3 de enero de 2012

Alcanzá tus metas

Cada vez que comienza un año, es una oportunidad de plantearse objetivos de superación personal y lograr que muchos sueños se hagan realidad, pero para ello, se requiere de voluntad y tener el firme propósito de cumplirlos. A continuación encontrarás una pequeña guía para lograr el éxito que deseás sin caer en el intento.

Trazá objetivos

 

Los compromisos personales surgen de necesidades y deseos de superación. Tomá en cuenta cuáles metas podés alcanzar, sin dejar de ser realista, alejate de lo que es fantasioso o muy lejano. Si tenés una meta a largo plazo, plantearte objetivos específicos para que te mantengas en el camino y así seás constante en el cumplimiento de los pasos para llegar al final.

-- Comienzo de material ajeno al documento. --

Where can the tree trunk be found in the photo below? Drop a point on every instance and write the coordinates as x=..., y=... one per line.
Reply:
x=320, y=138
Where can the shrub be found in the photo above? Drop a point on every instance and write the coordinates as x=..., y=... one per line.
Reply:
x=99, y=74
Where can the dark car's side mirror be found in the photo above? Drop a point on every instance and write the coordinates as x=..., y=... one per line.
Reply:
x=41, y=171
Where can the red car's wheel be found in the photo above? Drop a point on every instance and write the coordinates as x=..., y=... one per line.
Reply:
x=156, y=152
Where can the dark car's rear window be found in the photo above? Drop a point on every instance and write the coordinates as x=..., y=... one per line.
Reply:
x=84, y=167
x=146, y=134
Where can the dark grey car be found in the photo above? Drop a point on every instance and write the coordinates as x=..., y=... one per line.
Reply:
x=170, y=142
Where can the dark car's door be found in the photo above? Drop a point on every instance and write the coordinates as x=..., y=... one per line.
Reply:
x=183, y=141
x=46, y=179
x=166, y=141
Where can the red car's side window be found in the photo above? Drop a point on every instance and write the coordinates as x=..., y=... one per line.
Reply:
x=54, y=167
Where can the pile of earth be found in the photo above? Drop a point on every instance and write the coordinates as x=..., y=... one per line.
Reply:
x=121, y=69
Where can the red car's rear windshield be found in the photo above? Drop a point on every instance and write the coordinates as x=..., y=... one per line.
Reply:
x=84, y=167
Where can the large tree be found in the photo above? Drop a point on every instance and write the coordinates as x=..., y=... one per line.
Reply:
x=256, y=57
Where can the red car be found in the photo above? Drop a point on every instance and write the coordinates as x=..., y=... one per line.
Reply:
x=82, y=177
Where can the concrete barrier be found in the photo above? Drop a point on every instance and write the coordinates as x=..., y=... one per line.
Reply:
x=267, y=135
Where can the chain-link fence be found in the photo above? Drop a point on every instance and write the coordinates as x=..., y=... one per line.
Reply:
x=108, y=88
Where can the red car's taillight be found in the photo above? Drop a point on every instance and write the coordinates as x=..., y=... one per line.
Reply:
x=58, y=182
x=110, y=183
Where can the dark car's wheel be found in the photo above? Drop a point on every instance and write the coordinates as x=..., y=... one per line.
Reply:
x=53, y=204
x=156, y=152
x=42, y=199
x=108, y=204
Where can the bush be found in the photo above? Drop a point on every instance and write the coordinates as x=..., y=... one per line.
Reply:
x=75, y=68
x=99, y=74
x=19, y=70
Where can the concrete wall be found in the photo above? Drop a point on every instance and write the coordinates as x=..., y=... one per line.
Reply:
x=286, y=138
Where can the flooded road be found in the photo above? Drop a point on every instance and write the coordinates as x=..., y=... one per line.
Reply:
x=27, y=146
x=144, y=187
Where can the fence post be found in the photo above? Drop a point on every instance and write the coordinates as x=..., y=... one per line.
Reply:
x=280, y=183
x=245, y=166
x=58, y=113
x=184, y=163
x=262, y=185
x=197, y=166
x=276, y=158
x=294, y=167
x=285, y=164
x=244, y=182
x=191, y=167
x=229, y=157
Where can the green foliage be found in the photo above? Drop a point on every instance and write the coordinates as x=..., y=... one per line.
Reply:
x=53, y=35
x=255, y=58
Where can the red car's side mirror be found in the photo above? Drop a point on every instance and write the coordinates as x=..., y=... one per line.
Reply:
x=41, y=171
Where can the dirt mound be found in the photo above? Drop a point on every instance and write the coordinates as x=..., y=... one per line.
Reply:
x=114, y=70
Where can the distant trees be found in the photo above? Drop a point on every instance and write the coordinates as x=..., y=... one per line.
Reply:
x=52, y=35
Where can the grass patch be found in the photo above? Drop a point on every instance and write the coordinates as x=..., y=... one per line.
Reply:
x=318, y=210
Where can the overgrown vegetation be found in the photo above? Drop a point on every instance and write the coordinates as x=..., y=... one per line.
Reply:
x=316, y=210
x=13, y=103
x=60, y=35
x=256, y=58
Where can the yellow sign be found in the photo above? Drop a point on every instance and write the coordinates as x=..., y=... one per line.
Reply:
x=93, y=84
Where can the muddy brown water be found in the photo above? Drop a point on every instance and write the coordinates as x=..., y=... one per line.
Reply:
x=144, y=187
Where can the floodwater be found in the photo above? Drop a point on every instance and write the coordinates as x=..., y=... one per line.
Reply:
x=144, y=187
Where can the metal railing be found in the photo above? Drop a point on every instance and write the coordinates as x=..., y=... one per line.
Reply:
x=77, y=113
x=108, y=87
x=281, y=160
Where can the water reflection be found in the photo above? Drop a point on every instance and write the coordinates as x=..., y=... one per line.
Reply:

Cuando tengás varias metas, es importante que les dediqués tiempo y esfuerzo a cada una de ellas. Recordá que los objetivos deben ser medibles, al llegar a la fecha límite, revisá cuánto has avanzado, solo así vas a llegar al final.

Pensá positivo

 

Hasta el momento tenés tu meta en mente y sabés hacia dónde ir, pero es posible que durante el recorrido te topés con problemas o contratiempos que te dificulten alcanzar los objetivos. Si esto ocurre, debés hacer una reflexión sobre las acciones que tomaste y ver en dónde caíste o cometiste un error para superarlo y retomar el camino con la vista fija en la meta. Siempre mantenete positivo ante las adversidades y verás que tu esfuerzo será recompensado.

 

 

El fin no justifica los medios

 

Para cumplir con tus objetivos, vas a necesitar la ayuda de las personas más cercanas a vos, como tus papás, hermanos o amigos. Está bien que te echen la mano en tus propósitos, pero eso no significa que vas a pasar sobre ellos o a manchar la reputación de alguien con tal de satisfacer tus metas. Una señal que te puede indicar cuando no actuás de manera correcta es tu propia conciencia. Si sentís que has actuado en contra de tus valores o hundido a alguien más, debés de replantear tus acciones.

La ambición es buena, siempre y cuando sea para mejorar tu calidad de vida, sin perjuicio de otros. Sin embargo, también hace que las personas consigan sus metas sin méritos o dañen la moral de otros. Así que ¡cuidado!